Suicidio de adolescente en Países Bajos

Defiendo la postura de garantizar el acceso a una muerte digna para todas las personas, pero sin duda existirán casos que nos confrontan con dilemas

Recientemente, los medios de comunicación dan cuenta de un caso que llama especialmente la atención en Holanda, dada su naturaleza y circunstancias. Una mujer menor de edad, con antecedente de haber sido víctima de abuso sexual y violación, solicitó la muerte asistida por el Estado en virtud del extremo sufrimiento ocasionado por haber sido víctima de tan terrible conducta. Los medios noticiosos dan cuenta, también, del fallecimiento de la niña, aparentemente con ayuda médica.

Las razones de la solicitud son difícilmente cuestionables en virtud de que es la persona sufriente la única que puede dar cuenta exacta de su magnitud, lo que se puso en evidencia desde el momento en el que los padres no se opusieron al extremo acto de buscar la muerte, sin embargo, en ambientes sociales carentes de elementos básicos de supervivencia, como nuestras sociedades latinoamericanas, nos cuesta más trabajo aceptar que dicha situación conforme o signifique una justificación suficiente para que una menor decida morir.

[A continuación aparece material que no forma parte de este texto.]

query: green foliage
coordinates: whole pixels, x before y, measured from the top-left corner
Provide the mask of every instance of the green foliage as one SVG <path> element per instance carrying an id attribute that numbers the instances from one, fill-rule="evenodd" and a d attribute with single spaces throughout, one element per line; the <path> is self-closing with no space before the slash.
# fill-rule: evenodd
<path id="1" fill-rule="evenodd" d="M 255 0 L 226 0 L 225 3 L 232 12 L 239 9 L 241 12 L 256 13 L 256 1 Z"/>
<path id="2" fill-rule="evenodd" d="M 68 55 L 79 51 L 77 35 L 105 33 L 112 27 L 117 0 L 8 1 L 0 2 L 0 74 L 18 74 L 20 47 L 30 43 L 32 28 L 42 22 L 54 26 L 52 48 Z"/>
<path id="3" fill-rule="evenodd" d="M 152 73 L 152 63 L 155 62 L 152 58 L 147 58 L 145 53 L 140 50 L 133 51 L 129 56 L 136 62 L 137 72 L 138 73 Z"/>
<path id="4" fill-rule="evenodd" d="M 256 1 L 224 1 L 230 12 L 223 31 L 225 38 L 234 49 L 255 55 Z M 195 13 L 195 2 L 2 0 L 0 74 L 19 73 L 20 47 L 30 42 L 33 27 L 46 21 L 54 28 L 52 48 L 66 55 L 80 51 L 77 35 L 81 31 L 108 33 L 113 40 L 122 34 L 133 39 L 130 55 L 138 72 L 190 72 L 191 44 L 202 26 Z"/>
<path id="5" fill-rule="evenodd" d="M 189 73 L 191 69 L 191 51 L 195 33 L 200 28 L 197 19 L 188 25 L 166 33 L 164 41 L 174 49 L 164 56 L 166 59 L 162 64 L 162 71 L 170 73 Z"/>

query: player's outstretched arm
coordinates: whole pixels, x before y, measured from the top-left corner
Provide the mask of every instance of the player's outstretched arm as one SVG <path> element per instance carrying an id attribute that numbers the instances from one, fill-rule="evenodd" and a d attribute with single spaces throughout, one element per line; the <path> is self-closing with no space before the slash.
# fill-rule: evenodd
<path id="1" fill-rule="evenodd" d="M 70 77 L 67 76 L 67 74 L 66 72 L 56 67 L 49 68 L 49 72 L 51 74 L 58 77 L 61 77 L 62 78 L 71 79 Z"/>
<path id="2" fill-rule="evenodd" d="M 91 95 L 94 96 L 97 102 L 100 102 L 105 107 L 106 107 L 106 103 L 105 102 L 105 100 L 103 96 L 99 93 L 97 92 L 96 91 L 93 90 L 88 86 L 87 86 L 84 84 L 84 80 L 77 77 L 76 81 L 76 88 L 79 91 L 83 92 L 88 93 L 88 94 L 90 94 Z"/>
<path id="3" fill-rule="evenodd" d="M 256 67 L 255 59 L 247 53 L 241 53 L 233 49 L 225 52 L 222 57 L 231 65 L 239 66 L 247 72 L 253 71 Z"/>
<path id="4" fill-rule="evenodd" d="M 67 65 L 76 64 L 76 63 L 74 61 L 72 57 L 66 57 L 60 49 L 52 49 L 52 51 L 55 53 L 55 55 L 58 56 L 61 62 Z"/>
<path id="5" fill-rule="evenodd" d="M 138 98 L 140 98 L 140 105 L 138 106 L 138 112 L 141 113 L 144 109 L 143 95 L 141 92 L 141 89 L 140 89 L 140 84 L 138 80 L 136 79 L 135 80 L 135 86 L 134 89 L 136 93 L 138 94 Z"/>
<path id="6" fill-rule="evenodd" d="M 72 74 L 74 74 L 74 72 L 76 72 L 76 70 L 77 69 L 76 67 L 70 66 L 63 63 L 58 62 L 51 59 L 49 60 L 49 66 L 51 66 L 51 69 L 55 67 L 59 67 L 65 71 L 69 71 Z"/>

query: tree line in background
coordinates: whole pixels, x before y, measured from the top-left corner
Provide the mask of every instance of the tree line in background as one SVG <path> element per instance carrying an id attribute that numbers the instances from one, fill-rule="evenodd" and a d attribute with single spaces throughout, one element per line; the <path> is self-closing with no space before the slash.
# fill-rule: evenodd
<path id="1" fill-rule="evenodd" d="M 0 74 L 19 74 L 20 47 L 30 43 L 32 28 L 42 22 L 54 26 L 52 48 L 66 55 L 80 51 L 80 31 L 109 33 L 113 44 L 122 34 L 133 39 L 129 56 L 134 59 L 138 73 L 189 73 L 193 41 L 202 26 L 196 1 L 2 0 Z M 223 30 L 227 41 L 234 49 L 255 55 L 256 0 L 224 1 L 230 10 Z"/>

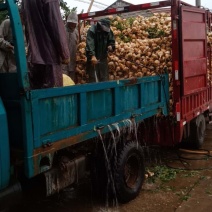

De ninguna manera quiero decir que aceptemos la violación como algo normal, pero basta recordar testimonios repetidos por mujeres jóvenes migrantes que cruzan nuestra frontera sur en la búsqueda del sueño americano, que solicitan la colocación de un dispositivo intrauterino previo al inicio del viaje porque todas tienen la certeza de que van a ser abusadas sexualmente en el camino. Propongo entonces que son condiciones de vida diametralmente diferentes las de una adolescente holandesa, respecto de las guatemaltecas, lo que las conduce a reaccionar de forma tan diversa frente a hechos que las victimizan casi de igual manera.

El sufrimiento sicológico, entonces, no parece ser algo tan universalmente aceptado para buscar una muerte piadosa, como enfrentar un padecimiento maligno en fase terminal. Hay algo sustancialmente diferente que el Estado tiene la obligación de cuidar al momento de redactar normas y leyes.

Yo defiendo la postura de garantizar el acceso a una muerte digna para todas las personas, pero sin duda existirán casos que nos confrontan con dilemas frente a los cuales son los profesionales dedicados a la salud mental quienes deberán aportar su experiencia y conocimiento para entender plenamente las circunstancias de casos como el descrito.

No encuentro otra respuesta razonable frente a la posibilidad de terminar con la vida de alguien tan prematuramente, y que en términos generales, podemos sospechar que tiene todavía muchas experiencias por vivir, a pesar del sufrimiento. Por supuesto, en un México que pretende acceder a la modernidad y el progreso, estos temas deben conformar una agenda legislativa a favor de la protección de los derechos de todos y todas.